Was haben wir Japaner mit Kant'scher Moral zu tun?
Ich habe ja gesagt, wie der Autor von "Darum nerven..." in seinem Buch treibt, ich halte es für einen Kulturrassismus und - imperialismus, automatisch das Westliche als maßgebend gelten zu lassen.
Ich käme nie auf die Idee, Dir gegenüber eine diffamierende Äußerung zu machen, indem ich sage, "Der Konfuzius hat aber....".
Und noch meine Antwort auf Deine Frage "Deine Moral erlaubt dir nicht, über solche Dinge [hier "Darum nerven Deutsche"] zu schreiben?"

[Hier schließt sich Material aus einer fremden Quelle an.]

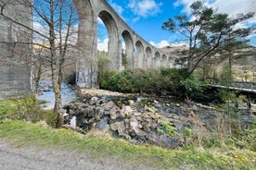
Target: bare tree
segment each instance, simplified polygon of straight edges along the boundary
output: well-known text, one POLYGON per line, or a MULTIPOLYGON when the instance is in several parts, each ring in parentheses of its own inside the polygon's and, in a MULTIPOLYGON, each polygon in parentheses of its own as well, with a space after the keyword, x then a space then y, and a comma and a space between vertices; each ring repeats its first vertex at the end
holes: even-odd
POLYGON ((14 42, 14 43, 37 45, 45 54, 46 53, 44 56, 50 65, 51 80, 55 92, 54 111, 58 115, 56 127, 60 127, 63 121, 60 113, 62 107, 62 70, 68 54, 70 50, 73 52, 74 43, 72 43, 72 40, 76 33, 75 26, 78 23, 76 9, 72 1, 33 0, 32 3, 31 0, 0 0, 0 17, 33 33, 32 42, 19 41, 14 42), (17 21, 13 16, 6 12, 6 9, 10 6, 20 6, 32 9, 33 13, 32 23, 33 24, 28 26, 17 21))

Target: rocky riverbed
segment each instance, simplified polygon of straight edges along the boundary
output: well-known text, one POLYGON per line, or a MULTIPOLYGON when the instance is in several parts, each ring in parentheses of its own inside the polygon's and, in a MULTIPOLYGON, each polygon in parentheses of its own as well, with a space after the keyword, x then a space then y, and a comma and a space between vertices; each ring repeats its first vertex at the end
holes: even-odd
MULTIPOLYGON (((220 122, 227 118, 224 112, 213 106, 172 98, 101 90, 83 90, 83 94, 85 97, 80 102, 64 107, 66 124, 71 122, 75 129, 83 133, 97 128, 134 143, 178 148, 187 144, 188 139, 217 132, 222 128, 220 122)), ((254 116, 247 112, 240 115, 244 127, 250 124, 250 116, 254 116)))

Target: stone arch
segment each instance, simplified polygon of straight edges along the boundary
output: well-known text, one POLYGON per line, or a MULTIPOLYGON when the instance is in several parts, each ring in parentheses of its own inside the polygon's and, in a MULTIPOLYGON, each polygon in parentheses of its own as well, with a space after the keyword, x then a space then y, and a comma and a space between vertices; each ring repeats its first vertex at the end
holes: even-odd
POLYGON ((137 64, 137 67, 143 68, 145 65, 145 58, 144 58, 144 46, 140 41, 137 41, 135 43, 135 52, 136 52, 136 59, 135 62, 137 64))
POLYGON ((146 68, 151 68, 152 67, 152 50, 150 47, 146 48, 146 68))
POLYGON ((154 56, 154 67, 160 67, 160 55, 159 52, 155 53, 155 56, 154 56))
POLYGON ((127 60, 126 68, 134 68, 134 42, 131 33, 128 30, 123 30, 122 36, 124 40, 125 43, 125 55, 127 60))
POLYGON ((173 67, 172 56, 169 56, 168 58, 168 67, 173 67))
POLYGON ((109 33, 109 45, 108 45, 108 54, 109 56, 112 59, 113 66, 111 69, 120 70, 121 67, 121 57, 119 54, 120 42, 118 36, 118 27, 115 19, 106 10, 102 10, 98 14, 98 18, 103 21, 106 26, 109 33))
POLYGON ((76 84, 97 88, 96 17, 90 0, 73 0, 79 16, 76 61, 76 84))
POLYGON ((166 56, 166 55, 163 55, 161 56, 161 67, 168 67, 168 61, 167 61, 167 56, 166 56))

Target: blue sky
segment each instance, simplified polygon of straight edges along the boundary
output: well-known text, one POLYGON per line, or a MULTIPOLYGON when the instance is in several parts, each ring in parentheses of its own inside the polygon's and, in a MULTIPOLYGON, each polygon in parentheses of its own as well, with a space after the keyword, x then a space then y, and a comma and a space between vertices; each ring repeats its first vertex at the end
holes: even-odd
MULTIPOLYGON (((189 14, 193 0, 107 0, 114 10, 142 38, 157 47, 180 43, 178 34, 161 30, 161 25, 175 15, 189 14)), ((256 0, 203 0, 218 12, 235 16, 256 10, 256 0)), ((250 20, 256 22, 256 17, 250 20)), ((104 26, 98 24, 99 48, 108 42, 104 26), (105 40, 105 41, 104 41, 105 40)), ((240 26, 241 27, 241 26, 240 26)), ((255 41, 256 42, 256 41, 255 41)), ((254 44, 256 45, 254 42, 254 44)))

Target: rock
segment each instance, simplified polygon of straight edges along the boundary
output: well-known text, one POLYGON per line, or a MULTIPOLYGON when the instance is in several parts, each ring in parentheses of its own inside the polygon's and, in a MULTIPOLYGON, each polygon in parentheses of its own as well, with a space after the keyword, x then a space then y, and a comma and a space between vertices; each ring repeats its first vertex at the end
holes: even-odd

Ja, definitiv nicht, wenn die Gefahr mir zu groß erscheint, daß ich damit mehr "in der Tat ausländerfeindliche" Menschen produziere als ich zur produktiven Diskussion und Denken beitrage, und daß vieles mißverstanden wird und ich damit nur den beharrlichen Rassismus verstärke, des viele Menschen in Deutschland und in Japan nicht bewußt sind.
Zuletzt als mein "emotionaler" Schrei (darf ich?)
Die pseudo-ausländerfreundlichen, pseudo-aufgeklärten Deutschen kotzen mich an genauso wie das Verhalten vieler Japaner, alles Ungangenehme wegzuschauen und diejenigen, die sich damit befassen wollen, als "Harmoniestörer" schief anzuqucken.
Trotzdem, Ihr alle, vergeß bitte nicht, daß es auch in Japan Leute gibt, die sich aktiv mit unserer Vergangenheit befassen wollen.
Ich habe in meinem eigenen Unterricht in Japan sowohl die Annexion Koreas an Japan als auch die Diskriminierung von Koreanischen Mitbürgern, Japanern koreanischer Herkunft und Eta in der japanischen Gesellschaft durch und durch thematisiert, obwohl die anderen Lehrer völlig dagegen waren.
(Weil jemand vom Nanking-Massaker schreibt: Das Nanking-Massaker deshalb nicht, weil, was die Anzahl der getöteten Zivilisten angeht, so nach bisherigen wissenschaftlichen Forschungen keine klaren Ergebnisse vorliegen. Wer naiv an die sechsstellige Zahl von Opfern glaubt, ist genauso "out" wie jemand, der behaupten will, das Nanking-Masaker hat es nicht gegeben, zumindest unter uns Historikern.)
Ich bereue es sehr seit einigen Jahren, daß ich meinen Beruf als Lehrer in Japan (das war sehr kurz) nicht weiter geführt habe und von Deutschland aus praktisch nichts machen kann.